AI-Neuroscientist
An autonomous research agent that plans and executes bioinformatics analyses on spatial and single-cell transcriptomics data, writing and running its own notebook code against a live kernel.
AI-Neuroscientist is an experimental autonomous research agent for bioinformatics. Given a high-level research objective and a folder of .h5ad data files, the agent plans and executes a full analysis of spatial and single-cell transcriptomics data—decomposing the objective into ordered subtasks, generating markdown explanations and executable code cells, running those cells against a live IPython kernel, self-correcting on errors, and persisting all outputs to a Jupyter notebook.

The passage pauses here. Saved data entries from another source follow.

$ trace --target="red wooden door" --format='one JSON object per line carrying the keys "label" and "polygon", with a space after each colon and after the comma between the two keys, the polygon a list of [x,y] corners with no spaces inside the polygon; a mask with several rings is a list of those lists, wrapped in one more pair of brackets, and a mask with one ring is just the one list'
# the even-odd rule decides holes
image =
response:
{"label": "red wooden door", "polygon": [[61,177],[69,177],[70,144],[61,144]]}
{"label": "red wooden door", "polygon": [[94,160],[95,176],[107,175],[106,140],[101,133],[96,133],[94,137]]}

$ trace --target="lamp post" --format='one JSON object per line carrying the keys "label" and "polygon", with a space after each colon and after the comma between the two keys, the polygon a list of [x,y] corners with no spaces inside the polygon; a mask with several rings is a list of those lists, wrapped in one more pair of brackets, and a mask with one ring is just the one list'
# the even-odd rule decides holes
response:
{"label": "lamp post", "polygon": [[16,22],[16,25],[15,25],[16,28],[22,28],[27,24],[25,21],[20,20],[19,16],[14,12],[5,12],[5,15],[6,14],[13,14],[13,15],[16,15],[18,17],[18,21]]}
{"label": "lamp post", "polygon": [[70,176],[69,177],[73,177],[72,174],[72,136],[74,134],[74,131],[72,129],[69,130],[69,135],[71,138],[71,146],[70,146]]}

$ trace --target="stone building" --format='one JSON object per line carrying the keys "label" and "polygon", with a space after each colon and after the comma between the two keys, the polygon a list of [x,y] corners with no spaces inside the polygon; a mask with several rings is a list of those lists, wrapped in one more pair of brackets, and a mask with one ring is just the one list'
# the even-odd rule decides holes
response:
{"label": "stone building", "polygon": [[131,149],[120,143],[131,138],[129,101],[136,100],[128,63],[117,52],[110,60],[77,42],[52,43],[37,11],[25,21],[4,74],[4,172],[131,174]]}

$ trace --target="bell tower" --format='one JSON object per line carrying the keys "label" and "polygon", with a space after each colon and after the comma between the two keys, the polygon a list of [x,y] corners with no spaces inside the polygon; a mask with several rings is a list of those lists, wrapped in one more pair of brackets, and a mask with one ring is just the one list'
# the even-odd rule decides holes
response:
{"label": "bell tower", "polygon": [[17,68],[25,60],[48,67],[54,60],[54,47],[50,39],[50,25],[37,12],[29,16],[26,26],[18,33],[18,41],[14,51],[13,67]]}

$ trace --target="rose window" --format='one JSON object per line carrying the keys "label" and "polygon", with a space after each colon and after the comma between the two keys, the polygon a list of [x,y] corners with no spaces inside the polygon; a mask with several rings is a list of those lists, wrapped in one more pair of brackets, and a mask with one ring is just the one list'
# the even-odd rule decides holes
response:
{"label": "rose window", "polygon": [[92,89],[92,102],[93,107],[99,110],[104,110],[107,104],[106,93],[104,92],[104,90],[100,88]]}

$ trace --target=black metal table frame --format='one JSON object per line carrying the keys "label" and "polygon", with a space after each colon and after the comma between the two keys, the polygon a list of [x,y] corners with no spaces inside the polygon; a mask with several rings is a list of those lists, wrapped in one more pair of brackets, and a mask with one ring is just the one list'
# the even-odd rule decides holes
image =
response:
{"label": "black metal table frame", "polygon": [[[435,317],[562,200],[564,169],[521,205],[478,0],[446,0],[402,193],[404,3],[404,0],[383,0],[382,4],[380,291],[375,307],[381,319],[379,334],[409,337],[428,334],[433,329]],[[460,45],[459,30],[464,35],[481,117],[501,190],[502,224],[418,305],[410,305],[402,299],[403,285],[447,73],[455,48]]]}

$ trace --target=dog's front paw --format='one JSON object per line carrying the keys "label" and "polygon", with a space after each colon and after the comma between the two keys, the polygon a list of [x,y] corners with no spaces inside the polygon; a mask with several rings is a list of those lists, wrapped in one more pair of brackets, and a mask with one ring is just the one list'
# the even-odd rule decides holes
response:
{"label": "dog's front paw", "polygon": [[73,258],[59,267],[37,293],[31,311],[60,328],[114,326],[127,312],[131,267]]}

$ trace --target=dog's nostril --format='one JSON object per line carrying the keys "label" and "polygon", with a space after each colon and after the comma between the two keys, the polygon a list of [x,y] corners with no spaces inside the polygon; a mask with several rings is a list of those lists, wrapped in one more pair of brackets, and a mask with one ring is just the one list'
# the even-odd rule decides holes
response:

The agent is driven by a local LLM (DeepSeek-r1:70b served via Ollama) and relies on scanpy and anndata for the underlying analysis. The approach is pure prompt engineering and orchestration—no fine-tuning.
Architecture
The codebase is modularized into orchestration logic (main.py), LLM querying (query.py), prompt templates, robust text parsing, notebook manipulation via nbformat, and a code-debugging agent that implements two error-recovery strategies.
Status
The project is in a research/experimental phase, documented as a sequence of trials (0000–0005) with post-mortems. Planning works adequately; autonomous coding remains the bottleneck. Identified next steps include RAG over library documentation and adoption of a dedicated multi-agent framework.